There are now also opportunities for smaller businesses in a particular area with similar import needs to co-operate. One model is, oddly enough, the Grain Millers Association of Zimbabwe which groups the large companies, the medium companies and some quite small outfits when it comes to amalgamating supplies. It does not work totally without conflict, and in fact the smaller companies have complained of what they see as arrogance by the two largest, but no one has jumped ship yet simply because it is so useful.
In some areas consumer should benefit fairly quickly. To take just one example, prescription drugs. Many pharmacies are still using an exchange rate of 110:1 with some on 120:1 and at least one large pharmacy on 130:1.
Yet prescription drugs are an essential import. But the pharmacies have been trapped into the black-market and dominated by one or two large importers with agency rights. They can now dip into the new auction market and break the old system, or at least force it to reform and become regionally competitive.
There are many other examples where weird exchange rates persist, not because suppliers are deliberately flouting the law, but because of the near impossibility of doing business without tapping free funds or other sources of foreign currency.
Thanks to the diversity, and potential competition, in the small and medium enterprise sectors, having their own direct access to foreign currency will not only allow them to price on their own costs, rather than on other people’s prices, but also allow a proper free market that rewards the intelligent and efficient rather than those with good contacts abusing a system.
It will obviously take time for the new small-bidder auction to reach its full potential, and here banks bear a special responsibility and have a special duty. Many of their customers are going to need help to ensure compliance with the auction requirements and auction rules.
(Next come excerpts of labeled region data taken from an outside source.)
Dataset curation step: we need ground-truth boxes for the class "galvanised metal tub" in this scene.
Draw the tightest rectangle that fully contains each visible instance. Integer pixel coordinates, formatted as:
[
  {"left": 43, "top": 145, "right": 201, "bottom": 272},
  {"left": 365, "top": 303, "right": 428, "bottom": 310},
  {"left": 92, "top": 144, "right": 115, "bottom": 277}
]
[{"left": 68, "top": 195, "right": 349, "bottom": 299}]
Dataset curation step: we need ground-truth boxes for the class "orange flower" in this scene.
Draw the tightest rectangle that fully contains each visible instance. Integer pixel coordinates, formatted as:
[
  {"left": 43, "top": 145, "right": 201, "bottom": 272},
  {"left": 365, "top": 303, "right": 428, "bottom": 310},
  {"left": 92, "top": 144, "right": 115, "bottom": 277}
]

Banks can upgrade their relationships with customers and now both bank managers and customers should want to see that process. And if banks will not help, then others can step in; processing the paperwork for a couple of dozen bids for a small fee will add up to a good revenue stream for someone.
The last side-effect of the small-bidder auction will be another blow to the black market, as a whole layer of foreign currency buyers leap into the legal markets.
And as black market premiums fall further, and they have already been hit by the big-bid auctions, more and more currency trading will take place where it belongs, in the banking sector.